Il y insuffle une généreuse lampée de grotesque et de tragique. Si John fut un observateur fin de la société anglaise, Robert est un grand connaisseur de l’histoire russe. Ce qui contraint à l’absurdie, au drame hyperbolique.

Son dernier roman ne relève pas de l’espionnage. Il s’agirait presque d’une comédie de mœurs contrariée, une relecture moscovite de Roméo et Juliette. Roméo devient Roman et Juliette Yulia. Nés dans deux clans qui se disputent le juteux marché de la protection rapprochée dans la capitale russe à la chute de l’URSS. Quand le capitalisme n’a jamais autant mérité son allégorie de vautours dépeçant un agonisant.

Roman et Yulia tombent amoureux et souhaitent échapper à leur destin.

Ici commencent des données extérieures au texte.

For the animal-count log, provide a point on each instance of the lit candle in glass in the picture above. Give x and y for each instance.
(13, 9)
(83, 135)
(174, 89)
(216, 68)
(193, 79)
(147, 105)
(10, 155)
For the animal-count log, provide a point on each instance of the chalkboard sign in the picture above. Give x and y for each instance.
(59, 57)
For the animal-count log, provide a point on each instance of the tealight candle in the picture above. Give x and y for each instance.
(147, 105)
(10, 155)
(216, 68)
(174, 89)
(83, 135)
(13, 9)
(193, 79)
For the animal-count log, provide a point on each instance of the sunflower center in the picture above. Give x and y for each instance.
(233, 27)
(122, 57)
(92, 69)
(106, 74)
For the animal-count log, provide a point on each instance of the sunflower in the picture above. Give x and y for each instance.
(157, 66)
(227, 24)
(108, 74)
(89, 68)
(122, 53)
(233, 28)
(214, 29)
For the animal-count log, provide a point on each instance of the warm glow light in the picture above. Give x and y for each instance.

Une histoire simple. Éternelle. Trop simple ? Quand on est habitué aux récits labyrinthiques, sinueux, du père Littell, on est désarçonné par cette ligne droite. Mais on est pris, happé. Si La peste sur vos deux familles n’atteint pas l’incandescence de ces chefs-d’œuvre (La compagnie, Une hirondelle avant l’orage, etc.), ce roman témoigne parfaitement du talent de Littell.

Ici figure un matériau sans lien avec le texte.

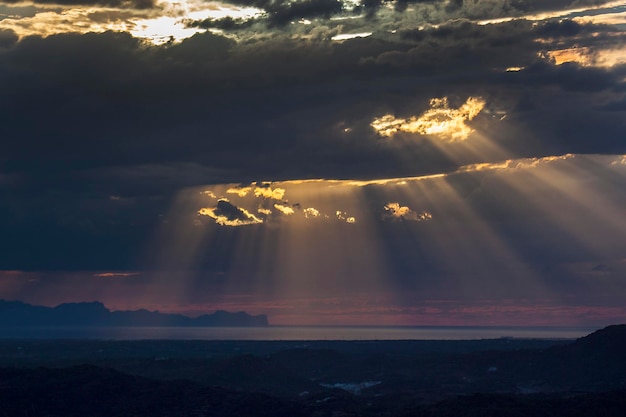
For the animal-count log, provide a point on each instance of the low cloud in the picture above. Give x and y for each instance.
(440, 120)
(395, 211)
(227, 214)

Son art consommé du portrait, sa peinture grinçante et lucide de la Russie des années 90 et cette histoire d’amour entre deux êtres que tout LE MONDE oppose. Quand deux mots insérés dans une phrase nient l’évidence d’une passion.

Roman et Yulia, Littell les placent dans un flipper de la taille d’une ville-monde, chaotique et d’une beauté étrange, comme le goût laissé sur le palais par un morceau de pain noir arrosé de vodka, on ne sait trop si on aime ça mais on ne peut s’empêcher d’y revenir...

Un beau livre, puissamment addictif, au final amer... Littell Big Man.